By NW Staff
Vitamin C is essential for a wide range of metabolic reactions, and it's manufactured internally by plants and animals, which synthesize it from glucose. Humans are a notable exception, which means we need to get vitamin C from food and/or supplements.
The good news is that while the human body can't manufacture vitamin C naturally, it is present in high amounts in a number of foods and is also commonly added to foods that do not already contain this important nutrient - important because adequate consumption is associated with numerous health benefits.
Vitamin C is so important because it's required for tissue repair and growth throughout the body; that means it helps to heal wounds and repair and maintain cartilage, bones and even teeth. In addition, vitamin C is needed to form collagen, a protein used by the body to make everything from new skin to scar tissue to ligaments and blood vessels. These functions alone make it extremely valuable. And just take a look at some of these troubling symptoms attributable to vitamin C deficiency (Source: Medline Plus):
- Dry and splitting hair
- Gingivitis
- Bleeding gums
- Rough, dry, scaly skin
- Slower wound healing
- Easy bruising
- Nosebleeds
- Weakened tooth enamel
- Swollen, painful joints
- Anemia
- Decreased ability to fight infection
- Slower metabolism
- Possible weight gain
Vitamin C also plays a key role in cell defense because it is an antioxidant, which help block the production of free radicals. As discussed in the July 1 issue of DC ("Why Do Antioxidant Trials Fail?" by Dr. David Seaman), free radicals can cause a great deal of damage to the body, including damage to genetic material (DNA), enzymes and other proteins, and important cell membrane fats. This damage contributes to the development of many chronic diseases, not the least of which are cancer and heart disease.

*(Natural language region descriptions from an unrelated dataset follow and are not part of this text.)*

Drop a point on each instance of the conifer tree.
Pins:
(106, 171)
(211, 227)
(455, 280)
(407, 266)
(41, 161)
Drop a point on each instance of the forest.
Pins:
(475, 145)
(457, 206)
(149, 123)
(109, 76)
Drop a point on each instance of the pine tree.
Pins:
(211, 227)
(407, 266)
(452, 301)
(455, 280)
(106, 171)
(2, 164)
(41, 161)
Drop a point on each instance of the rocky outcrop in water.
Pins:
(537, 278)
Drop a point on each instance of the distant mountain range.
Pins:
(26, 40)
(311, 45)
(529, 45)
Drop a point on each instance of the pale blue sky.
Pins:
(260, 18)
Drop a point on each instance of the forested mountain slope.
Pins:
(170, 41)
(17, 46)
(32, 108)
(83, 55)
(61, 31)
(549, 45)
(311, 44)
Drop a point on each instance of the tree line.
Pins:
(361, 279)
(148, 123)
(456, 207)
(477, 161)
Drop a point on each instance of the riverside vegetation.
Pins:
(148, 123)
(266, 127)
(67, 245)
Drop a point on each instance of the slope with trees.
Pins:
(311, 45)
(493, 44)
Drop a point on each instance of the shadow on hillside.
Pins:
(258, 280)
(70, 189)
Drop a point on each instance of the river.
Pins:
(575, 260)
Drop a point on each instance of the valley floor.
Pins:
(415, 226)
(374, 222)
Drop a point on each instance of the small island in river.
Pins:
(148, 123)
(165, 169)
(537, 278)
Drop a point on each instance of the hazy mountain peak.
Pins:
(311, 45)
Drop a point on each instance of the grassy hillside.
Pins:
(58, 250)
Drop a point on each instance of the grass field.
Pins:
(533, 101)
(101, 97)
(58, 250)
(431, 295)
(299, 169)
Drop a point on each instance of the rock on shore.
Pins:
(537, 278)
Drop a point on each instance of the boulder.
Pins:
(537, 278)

Considerable research supports the disease-preventing role of vitamin C, in fact, nearly 100 epidemiological studies have examined the role of vitamin C or vitamin C-rich foods in cancer prevention, finding strong evidence for its role in reducing the risk of cancers of the esophagus, oral cavity, stomach and pancreas, and substantial evidence supporting protection against cancer of the cervix, rectum, breasts and lungs.
Vitamin C also may reduce the risk of suffering a stroke, according to a 2008 study published in the American Journal of Clinical Nutrition. Study participants with the highest levels of plasma vitamin C had a 42 percent lower risk of stroke compared to study participants with the lowest levels of plasma vitamin C.
Foods considered good sources of this vital nutrient include citrus fruits and juices, tomatoes, cantaloupe, sweet and white potatoes, broccoli, peppers and leafy greens. Because it is a water-soluble vitamin, the body cannot store leftover amounts and excretes what it doesn't use through the urine), so make sure you and your patients get plenty of C every day.